Many of these studies involved MRI, but a few addressed CT, he said. As for clinical applications, stroke was well represented, along with brain tumors and dementia. It's difficult to predict where AI is going to go, however, and clinical adoption remains the main challenge, according to Wintermark.
"Right now, we have interesting research projects and the transition to the routine clinical practice still needs to happen," Wintermark said. "There are a few examples where this transition has happened, including some applications for stroke and multiple sclerosis. This is encouraging for the future. [However,] several important issues will need to be addressed, including very important ethical issues, for instance related to the diversity of the data."
More papers on AI topics will be presented this year in pediatric radiology at the RSNA meeting, according to Dr. Lynn Fordham, subcommittee chair for pediatric radiology.
AI tools show a lot of potential in pediatric radiology. For example, algorithms that can identify exams with significant pathology -- such as intracranial hemorrhage -- and elevate those studies to the top of a worklist can really improve workflow and patient care, said Fordham, a professor of radiology and division chief of pediatric imaging at the University of North Carolina. In addition, applications that can rapidly measure a region of interest can also enhance the workflow and quality of work for radiologists.
"I like to think about differentials, and I like to think about the imaging manifestations of things, but I don't really have a lot of fun actually getting out my little calipers and measuring things," she said. "So AI tools that can measure things and can, in general, make the radiologist more able to spend time on high-yield things, like talking with patients about their results or spending extra time with a pediatric patient for a patient exam -- that's a much better way for me to spend my time."

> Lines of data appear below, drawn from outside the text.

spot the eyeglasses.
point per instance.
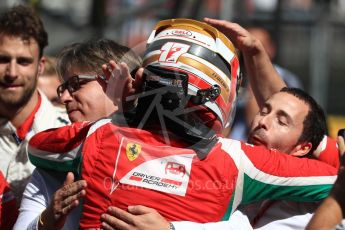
(74, 83)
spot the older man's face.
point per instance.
(279, 124)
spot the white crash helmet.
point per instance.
(203, 53)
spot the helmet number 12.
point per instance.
(171, 51)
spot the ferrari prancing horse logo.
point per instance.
(132, 151)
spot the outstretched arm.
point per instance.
(332, 210)
(264, 79)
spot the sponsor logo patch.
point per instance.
(167, 174)
(133, 150)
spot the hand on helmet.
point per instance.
(241, 38)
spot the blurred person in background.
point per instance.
(84, 93)
(49, 80)
(24, 110)
(247, 105)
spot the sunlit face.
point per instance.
(279, 124)
(19, 67)
(90, 102)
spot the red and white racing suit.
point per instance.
(127, 166)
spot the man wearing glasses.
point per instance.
(84, 95)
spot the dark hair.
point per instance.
(91, 55)
(314, 124)
(22, 21)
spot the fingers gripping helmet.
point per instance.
(201, 53)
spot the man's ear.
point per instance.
(41, 65)
(301, 149)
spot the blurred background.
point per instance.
(309, 34)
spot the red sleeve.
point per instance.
(8, 207)
(60, 140)
(327, 151)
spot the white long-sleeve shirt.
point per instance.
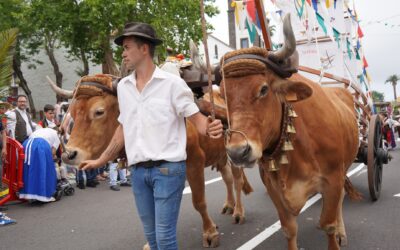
(12, 121)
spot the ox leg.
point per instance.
(238, 213)
(329, 215)
(227, 176)
(195, 177)
(342, 237)
(288, 220)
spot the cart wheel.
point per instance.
(375, 164)
(69, 191)
(58, 195)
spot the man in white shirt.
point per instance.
(153, 107)
(19, 122)
(49, 117)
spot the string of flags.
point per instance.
(317, 10)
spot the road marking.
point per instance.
(268, 232)
(187, 189)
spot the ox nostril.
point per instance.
(69, 155)
(72, 155)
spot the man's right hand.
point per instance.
(90, 164)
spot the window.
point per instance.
(244, 43)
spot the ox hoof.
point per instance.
(211, 240)
(146, 246)
(342, 240)
(227, 210)
(238, 219)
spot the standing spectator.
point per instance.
(19, 121)
(3, 143)
(114, 172)
(48, 120)
(40, 179)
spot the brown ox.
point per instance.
(259, 97)
(95, 113)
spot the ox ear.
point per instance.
(294, 91)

In interventional radiology applications for AI, there's a trend among scientific papers at RSNA 2020 toward exploring the utility of AI for predicting treatment outcomes based on image analysis, according to Dr. Ronald Arellano, chair of the RSNA's vascular and interventional subcommittee and an associate professor of radiology at Massachusetts General Hospital.
For interventional radiologists, AI could wind up essentially as an equivalent of another lab test -- an additional set of data to help guide their clinical judgement, Arellano said.

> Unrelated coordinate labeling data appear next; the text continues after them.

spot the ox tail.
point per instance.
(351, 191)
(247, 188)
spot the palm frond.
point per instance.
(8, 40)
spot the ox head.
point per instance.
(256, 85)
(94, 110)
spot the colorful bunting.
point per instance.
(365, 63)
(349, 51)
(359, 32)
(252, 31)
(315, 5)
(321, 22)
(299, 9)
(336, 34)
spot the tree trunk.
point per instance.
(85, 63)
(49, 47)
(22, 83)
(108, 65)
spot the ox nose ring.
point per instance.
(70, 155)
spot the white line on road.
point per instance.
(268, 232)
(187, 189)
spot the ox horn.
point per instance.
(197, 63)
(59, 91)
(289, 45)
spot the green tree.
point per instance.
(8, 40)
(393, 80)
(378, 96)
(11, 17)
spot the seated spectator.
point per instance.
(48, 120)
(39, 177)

"If we subject patients' imaging to an AI analysis and we get out a number or an analysis, we will then factor that into our decision-making, into our patient counseling, into our expectations of a treatment," Arellano said. "I see AI having that kind of a role in interventional radiology."

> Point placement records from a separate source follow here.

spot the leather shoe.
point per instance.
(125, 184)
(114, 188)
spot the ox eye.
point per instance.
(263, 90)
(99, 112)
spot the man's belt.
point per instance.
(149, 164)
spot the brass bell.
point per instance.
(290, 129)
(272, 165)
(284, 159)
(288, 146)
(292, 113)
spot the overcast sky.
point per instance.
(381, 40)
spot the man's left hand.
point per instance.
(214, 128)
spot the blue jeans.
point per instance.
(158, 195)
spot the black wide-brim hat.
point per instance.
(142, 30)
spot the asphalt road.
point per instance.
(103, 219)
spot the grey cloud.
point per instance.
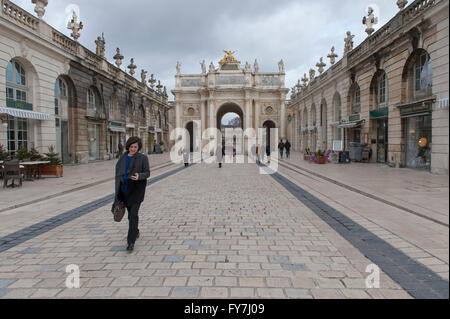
(159, 33)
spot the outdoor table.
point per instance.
(31, 167)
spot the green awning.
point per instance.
(379, 113)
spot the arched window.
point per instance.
(337, 116)
(60, 97)
(313, 115)
(17, 97)
(91, 100)
(356, 105)
(381, 90)
(423, 74)
(16, 83)
(337, 108)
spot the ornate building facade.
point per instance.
(390, 93)
(258, 98)
(61, 94)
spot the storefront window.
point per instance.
(418, 142)
(423, 72)
(381, 91)
(357, 101)
(16, 90)
(17, 134)
(91, 99)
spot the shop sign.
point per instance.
(415, 108)
(379, 113)
(354, 117)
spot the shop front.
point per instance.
(94, 141)
(20, 124)
(417, 133)
(116, 135)
(379, 133)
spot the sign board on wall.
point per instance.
(337, 146)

AI is a dominant topic among the physics papers being presented at RSNA 2020. These efforts have been driven largely by advances in computing power in recent years, said Jerome Liang, PhD, chair of the physics subcommittee and a professor of radiology, physics and astronomy, electrical and computer engineering, computer science, and biomedical engineering at Stony Brook University Hospital in Stony Brook, NY.
Specific AI applications in physics research include applying the technology for image reconstruction in MRI, as well as to a lesser extent in CT, Liang said.
"AI has most relevance in MRI because of the type of data that can be had," Liang said. "We're starting to see that AI can do a good job for image reconstruction in MRI. A similar trend would be seen for low-dose CT reconstruction, as well as spectral CT."
AI will also be discussed in a variety of applications to assist in image-based diagnosis, he said.